MUSIC

Post-punk Protomartyr will perform Friday at Stickyz

Detroit band Protomartyr — Scott Davidson (from left), Joe Casey, Greg Ahee and Alex Leonard — will play at Stickyz Rock ’n’ Roll Chicken Shack in Little Rock on Friday.
Detroit band Protomartyr — Scott Davidson (from left), Joe Casey, Greg Ahee and Alex Leonard — will play at Stickyz Rock ’n’ Roll Chicken Shack in Little Rock on Friday.

"Pontiac 87," the fifth track from Detroit post-punk band Protomartyr's excellent 2015 album The Agent Intellect, may be the best (and only?) rock song about Pope John Paul II's 1987 visit to the Pontiac Silverdome.

Singer-songwriter Joe Casey was there, but his take from the event had more to do with the crowd than the pontiff.

Protomartyr

Opening act: Gotobeds, Bombay Harambee

9 p.m. Friday, Stickyz Rock ’n’ Roll Chicken Shack, 107 River Market Ave., Little Rock

Admission: $10 advance, $12 at the door

(501) 372-7707

stickyz.com

"Afterwards, a riot broke/old folks turned brutish/trampling their way out the gates/toward heaven," he sings-speaks in a curiously appealing flat drone that has invited about 1,000 comparisons to British art punks The Fall and the doomed genius of Joy Division.

The band -- Casey, drummer Alex Leonard, guitarist Greg Ahee, bassist Scott Davidson -- plays Friday at Stickyz Rock 'n' Roll Chicken Shack with the Gotobeds of Pittsburgh and local group Bombay Harambee opening.

Formed in 2008 in Detroit, Protomartyr released its debut, No Passion, All Technique, in 2012. Under Color of Official Light followed in 2014.

Their sound is angular and jagged, acknowledging post-punk forebears like Mission of Burma and Wire while at the same time mixing traces of '80s New Wave and pop with the raw thump of Detroit legends like The Stooges. Yes, Casey's lyrics often tend to be bleak ("Why Does It Shake?" is about his mother's fight with Alzheimer's), but he's not all gloom and doom.

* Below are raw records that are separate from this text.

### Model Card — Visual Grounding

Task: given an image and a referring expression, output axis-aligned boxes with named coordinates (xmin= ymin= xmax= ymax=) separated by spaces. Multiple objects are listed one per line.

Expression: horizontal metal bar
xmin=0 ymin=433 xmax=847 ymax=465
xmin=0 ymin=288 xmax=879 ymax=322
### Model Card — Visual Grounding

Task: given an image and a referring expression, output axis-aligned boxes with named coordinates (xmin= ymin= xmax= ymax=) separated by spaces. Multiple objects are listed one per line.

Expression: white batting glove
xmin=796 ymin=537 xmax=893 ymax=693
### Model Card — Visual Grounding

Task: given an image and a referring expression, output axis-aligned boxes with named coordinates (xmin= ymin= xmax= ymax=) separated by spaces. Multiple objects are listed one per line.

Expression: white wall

"I just wasn't hacking it as a brain surgeon," he writes in an email on why, at 32 and with no musical experience, he started the band with Ahee and Leonard. "One night after yet another difficult surgery, I found myself staring at my hands. They appear alien to me, these extensions of myself that powered me to the upper echelons of my chosen field. 'These hands, they are not truly surgeon's hands,' I thought."

Stand back. Casey's on a roll now.

"That very same night I left my beautiful wife and three ugly kids and never looked back. Now those hands deftly wrap themselves around a hot microphone every night."

Actually, he was working the door at a Ferndale, Mich., comedy club called Go! Comedy when Protomartyr got started.

"It would probably have been nothing but boredom that made me want to be in a band," Casey concedes. "That and the promise of free beer and hummus for the rest of my life."

He casts an unlikely figure as a frontman, barely moving while the band sways behind him, eyes often hidden behind dark glasses. There's a strange charisma to this, though; he looks like a jazz-loving high school teacher waiting for a bus.

Casey and his band mates were in their beloved Detroit early last month, rehearsing. So, how are things in the Motor City?

"Just fine," he writes. "The Tigers botched their playoff run, the Lions are dependably garbage and the Red Wings look shaky this year. Life potters along."

Before the American leg of their current tour began in Chicago on Wednesday, the group was in the United Kingdom for the third time this year. What are shows there like?

"The crowds drink different brands of beer, speak in a garbled tongue that sounds like animals rutting in a dark wood, and all dress like extras in a Shakespeare play," he jokes of the typical English throng at a Protomartyr gig. "Besides that, they are just like you or I."

Friday's Little Rock gig is the second time Protomartyr has been to Arkansas, and the first time went pretty well.

"We played Fayetteville on a Sunday during the summer a couple of years ago. The town was dead and we were dreading a lame show. But I've gone on record saying that night at [J.R.'s Pizzeria & Lightbulb Club] was one of my favorite shows ever and I stick by that assessment. Google it if you don't believe me."

(Done. In an interview at bostonhassle.com, Casey, when asked if there were any venues he'd enjoyed recently, said, "Oddly enough, the Lightbulb Club in Fayetteville, Ar., was great ....").